Opinión

El complot del sacerdote Joaquín Arenas, o las conspiraciones se pagan en el paredón

El complot del sacerdote Joaquín Arenas, o las conspiraciones se pagan en el paredón

El complot del sacerdote Joaquín Arenas, o las conspiraciones se pagan en el paredón

La Crónica de Hoy / La Crónica de Hoy

Las autoridades se ocuparon de que esa sentencia se conociera en todas partes y por todos los ciudadanos de aquel México que apenas cumplía siete años como nación independiente. Si parte del combate al crimen, de todo orden, consistía en convertir la sanción en un asunto público, para que nadie volviese a incurrir en el delito, no menos cierto era que esa pretensión no acababa de ser eficaz, pues las ambiciones humanas, las pasiones políticas y los resentimientos provocados por aquellos cinco primeros años de existencia separada de la corona española, movían, de repente, a personajes que se creían capaces, con un golpe de mano, revertir el resultado de un proceso que había durado casi una década. El sacerdote Joaquín Arenas, en quien recaería aquel veredicto, era uno de ellos.

“Deseando el soberano Congreso Constituyente combinar la clemencia con la justicia para asegurar en todo lo posible el orden y la tranquilidad interior, evitando por cuantos medios estén a su alcance la efusión de sangre, ha tenido a bien decretar: que la pena del delito de conspiración contra la Independencia, cuya imposición se reservó a su majestad por el artículo 22 del Plan de Iguala, es la misma que señalan las leyes vigentes, promulgadas hasta del año de 1810 para castigar el delito de Lesa Majestad Humana, declararán con unanimidad de votos que el reo fray Joaquín Arenas sea pasado por las armas en la Plaza Nacional, dejando su cadáver a la expectación pública por espacio de tres horas”.

Toda la ciudad debería enterarse: acusado de atentar contra la independencia de México, el padre Arenas había sido juzgado por un consejo de guerra ordinario, que empezó el proceso, en un salón del Palacio Nacional, el 23 de febrero de 1827, y terminó al día siguiente.
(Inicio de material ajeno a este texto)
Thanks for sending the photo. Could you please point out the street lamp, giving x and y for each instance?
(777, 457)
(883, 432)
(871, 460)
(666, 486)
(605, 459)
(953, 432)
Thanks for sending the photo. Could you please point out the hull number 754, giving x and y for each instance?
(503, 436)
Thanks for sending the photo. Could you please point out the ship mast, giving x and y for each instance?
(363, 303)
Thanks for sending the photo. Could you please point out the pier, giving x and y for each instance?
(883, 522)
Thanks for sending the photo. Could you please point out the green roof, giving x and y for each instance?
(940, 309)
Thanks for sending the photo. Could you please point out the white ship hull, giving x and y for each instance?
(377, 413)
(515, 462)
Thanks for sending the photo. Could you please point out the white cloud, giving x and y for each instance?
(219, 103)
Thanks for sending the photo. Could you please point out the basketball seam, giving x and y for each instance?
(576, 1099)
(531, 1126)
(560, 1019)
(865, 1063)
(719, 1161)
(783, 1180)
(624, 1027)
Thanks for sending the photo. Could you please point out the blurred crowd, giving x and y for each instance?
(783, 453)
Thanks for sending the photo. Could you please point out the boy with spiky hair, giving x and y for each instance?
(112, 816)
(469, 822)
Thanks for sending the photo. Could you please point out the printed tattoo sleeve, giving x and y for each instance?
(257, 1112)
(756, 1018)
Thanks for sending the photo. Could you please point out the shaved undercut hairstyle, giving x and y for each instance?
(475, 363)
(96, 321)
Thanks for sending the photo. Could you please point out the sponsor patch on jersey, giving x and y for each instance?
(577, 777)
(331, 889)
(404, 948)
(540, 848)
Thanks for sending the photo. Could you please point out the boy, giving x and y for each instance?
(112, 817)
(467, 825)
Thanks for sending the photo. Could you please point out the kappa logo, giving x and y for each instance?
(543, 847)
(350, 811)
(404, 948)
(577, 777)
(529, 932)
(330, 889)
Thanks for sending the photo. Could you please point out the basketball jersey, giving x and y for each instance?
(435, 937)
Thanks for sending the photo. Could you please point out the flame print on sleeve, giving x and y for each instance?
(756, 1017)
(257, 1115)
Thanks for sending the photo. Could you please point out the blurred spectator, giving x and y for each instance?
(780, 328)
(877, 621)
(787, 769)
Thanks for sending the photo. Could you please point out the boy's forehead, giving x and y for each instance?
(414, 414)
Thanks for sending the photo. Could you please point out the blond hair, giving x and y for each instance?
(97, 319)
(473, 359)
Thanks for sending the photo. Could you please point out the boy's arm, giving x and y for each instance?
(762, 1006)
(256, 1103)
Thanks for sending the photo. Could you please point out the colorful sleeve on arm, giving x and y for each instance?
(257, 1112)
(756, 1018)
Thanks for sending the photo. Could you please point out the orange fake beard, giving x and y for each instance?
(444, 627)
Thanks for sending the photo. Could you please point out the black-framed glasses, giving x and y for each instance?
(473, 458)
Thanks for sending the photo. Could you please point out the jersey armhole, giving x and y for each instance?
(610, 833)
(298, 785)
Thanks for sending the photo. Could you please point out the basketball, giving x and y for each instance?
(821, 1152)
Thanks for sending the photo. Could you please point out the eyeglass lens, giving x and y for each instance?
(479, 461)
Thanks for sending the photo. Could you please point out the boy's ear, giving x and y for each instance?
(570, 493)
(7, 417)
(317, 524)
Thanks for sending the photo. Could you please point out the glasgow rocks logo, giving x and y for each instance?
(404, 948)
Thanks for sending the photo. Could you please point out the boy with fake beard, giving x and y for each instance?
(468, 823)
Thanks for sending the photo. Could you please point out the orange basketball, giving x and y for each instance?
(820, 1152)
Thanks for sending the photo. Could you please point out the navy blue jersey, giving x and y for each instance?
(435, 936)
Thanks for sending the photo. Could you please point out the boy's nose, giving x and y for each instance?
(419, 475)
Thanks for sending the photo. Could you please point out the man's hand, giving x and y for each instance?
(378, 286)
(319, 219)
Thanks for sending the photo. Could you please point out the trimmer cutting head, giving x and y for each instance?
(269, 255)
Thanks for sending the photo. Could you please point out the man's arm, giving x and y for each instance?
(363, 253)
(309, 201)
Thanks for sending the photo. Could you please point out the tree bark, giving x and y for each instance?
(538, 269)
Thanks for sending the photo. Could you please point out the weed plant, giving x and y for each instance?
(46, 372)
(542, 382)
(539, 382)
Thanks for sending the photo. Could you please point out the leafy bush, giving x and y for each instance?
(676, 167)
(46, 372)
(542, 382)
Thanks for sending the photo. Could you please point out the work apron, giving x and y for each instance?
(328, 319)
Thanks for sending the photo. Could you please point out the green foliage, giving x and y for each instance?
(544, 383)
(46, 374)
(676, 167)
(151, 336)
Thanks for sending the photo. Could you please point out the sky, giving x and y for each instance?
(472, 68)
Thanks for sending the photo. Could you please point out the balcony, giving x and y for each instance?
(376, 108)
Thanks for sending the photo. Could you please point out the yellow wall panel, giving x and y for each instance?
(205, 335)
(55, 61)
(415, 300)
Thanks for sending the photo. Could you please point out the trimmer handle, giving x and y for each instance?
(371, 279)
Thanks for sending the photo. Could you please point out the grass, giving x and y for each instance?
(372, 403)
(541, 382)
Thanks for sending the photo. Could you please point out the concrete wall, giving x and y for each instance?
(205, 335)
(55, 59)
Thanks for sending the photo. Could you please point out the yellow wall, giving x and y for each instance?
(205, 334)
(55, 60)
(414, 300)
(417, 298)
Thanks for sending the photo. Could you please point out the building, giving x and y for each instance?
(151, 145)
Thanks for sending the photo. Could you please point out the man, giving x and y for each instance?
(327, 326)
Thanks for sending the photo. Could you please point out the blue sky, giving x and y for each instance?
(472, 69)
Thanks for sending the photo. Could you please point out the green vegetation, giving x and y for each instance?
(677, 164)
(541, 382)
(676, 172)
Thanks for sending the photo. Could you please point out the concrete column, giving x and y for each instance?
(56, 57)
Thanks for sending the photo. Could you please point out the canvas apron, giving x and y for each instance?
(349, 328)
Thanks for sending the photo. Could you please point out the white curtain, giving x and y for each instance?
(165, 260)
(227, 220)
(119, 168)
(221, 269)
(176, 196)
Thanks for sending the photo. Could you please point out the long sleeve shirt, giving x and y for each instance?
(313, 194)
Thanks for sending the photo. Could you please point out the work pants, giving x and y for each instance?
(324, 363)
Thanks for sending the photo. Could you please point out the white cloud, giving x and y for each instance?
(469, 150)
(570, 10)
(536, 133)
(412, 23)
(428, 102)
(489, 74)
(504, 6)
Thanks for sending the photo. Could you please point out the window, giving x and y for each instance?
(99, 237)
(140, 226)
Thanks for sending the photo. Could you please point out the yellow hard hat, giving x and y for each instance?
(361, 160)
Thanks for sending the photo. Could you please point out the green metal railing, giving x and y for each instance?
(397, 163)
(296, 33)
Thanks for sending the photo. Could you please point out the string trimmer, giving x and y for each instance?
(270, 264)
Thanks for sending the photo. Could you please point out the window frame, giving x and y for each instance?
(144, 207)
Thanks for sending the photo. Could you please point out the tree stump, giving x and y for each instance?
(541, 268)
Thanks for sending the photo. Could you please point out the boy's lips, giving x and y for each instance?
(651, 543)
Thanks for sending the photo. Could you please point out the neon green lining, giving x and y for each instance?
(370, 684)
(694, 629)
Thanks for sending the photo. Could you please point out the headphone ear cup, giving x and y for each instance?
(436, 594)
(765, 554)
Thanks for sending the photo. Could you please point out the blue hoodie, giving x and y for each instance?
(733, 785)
No solo se dio a conocer públicamente la sentencia; la imprenta del ciudadano Alejandro Valdés la publicó como hoja suelta, y circuló ese mismo día, por toda la capital mexicana.

¿Cómo había llegado fray Joaquín Arenas a las puertas mismas de la muerte, señalado como culpable de atentar contra la independencia mexicana? ¿Qué lo había orillado a apartarse de la vida religiosa para internarse en el mundo de la conspiración y el complot?

UN FRAILE DE SAN DIEGO

No era una rareza ver a un religioso metido en las grillas políticas de la Nueva España y del México recién independizado. ¿No acaso la primera campaña insurgente exitosa había sido acaudillada por el cura de Dolores? ¿No lo habían seguido en su lucha brillantes militares que una vez fueron párrocos, como José María Morelos y Mariano Matamoros? ¿Acaso no había constancia de que al menos un centenar más de religiosos, en diversas partes del territorio, estuvieron involucrados en las luchas independentistas? ¿No vivía, en Palacio Nacional, y como huésped del presidente Guadalupe Victoria, el muy polémico, algo mitómano y definitivamente incorregible fray Servando Teresa de Mier, que había sido diputado en el Congreso Constituyente, después de infinitas y sorprendentes aventuras?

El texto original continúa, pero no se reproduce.